O câncer

Se pudéssemos imaginar como dói estar sozinho numa cama de hospital com uma doença que aos poucos destrói as suas células atrofiando os seus músculos, e enfim toma conta de todo o seu corpo, a vontade de comer já não existe, a sede é constante, mas não consigo beber a água que poderia saciar a minha sede.

Chamar isso de tristeza seria uma bondade minha, tudo não passa de um tormento que por obrigação me fará ver toda a minha vida, todos os meus erros, a cada instante em que eu poderia ser amável tornei-me duro, insensível; momento em que poderia dizer palavras dóceis preferi machucar com a minha amargura; momento em que muitos precisavam de ajuda, compreensão, fui implacável como rocha; momento em que poderia ser flexível e amoroso com as pessoas, fui o espinho de uma rosa; momento em que meu coração fechou para o amor, era exatamente esse instante que ele tinha muito a oferecer.

Agora vejo em minha vida o quanto perdi, quantos risos poderia ter visto em minha sala de aula, quantas brincadeiras inofensivas poderiam ter ocorrido em minha presença, quantos olhares acolhedores e amorosos poderiam ter sentido em minha direção, quantas palavras doces e desabafos ouviria se eu tivesse dado oportunidade para isso, não tive tempo para nenhuma dessas maravilhas pois estive muito ocupado com minhas leituras, com o meu trabalho, com o meu progresso, com o meu doutorado em Cuba, e o tempo foi passando e o meu coração cada vez mais endurecia.

Hoje, numa cama de um hospital, percebo em cada detalhe de minha vida o quanto não fui feliz, olho para o relógio e vejo a hora da visita, ninguém vem me ver, horas de exames já não me cansa mais, e o câncer já não me incomoda, pois não o sinto, determinados momentos há pequenas dores, mas logo se alivia.
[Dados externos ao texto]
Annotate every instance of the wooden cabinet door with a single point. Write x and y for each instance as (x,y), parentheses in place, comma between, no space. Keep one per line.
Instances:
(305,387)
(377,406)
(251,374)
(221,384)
Agora não tenho forças para lutar a favor da vida, é engraçado o que acontece, se antes eu tinha que escolher entre uma tese direcionada a Carlos Drummond de Andrade ou Fernando Pessoa, nesse local eu preciso escolher entre a vida e a morte, entre permancer sofrendo ou ir para um lugar eterno, estive seguro por muito tempo, mas aogra eu tenho medo, tenho isegurança, tenho solidão, livros já não me acompanham mais, só me lembro de algumas poesias de Mário de Andrade, Cecília Meirelles, Carlos Drummond de Andrade: "Os meus ombros não suportam o mundo". Eu não suporto mais viver, não suporto estar aqui, não suporto as minhas falhas, e já estou sentindo a hora de parar, parar de pensar, de relembrar o meu passado.

Adeus, estou indo para os braços de Deus, se me resta ainda essa esperança, minhas forças estão se enfraquecendo e se você me dê licença, vou dormir agora, pois sinto o cansaço do corpo e o clamor do meu espírito, ele já quer partir. Adeus, até um dia e não esqueça de amar, viver, sorrir e fazer que essa vida se espalhe para que os outros sintam essa força e faça o outro sentir a felicidade que há em você e veja o mundo e as pessoas com olhos de amor e paz, de esperança e alegria, com olhos de Deus.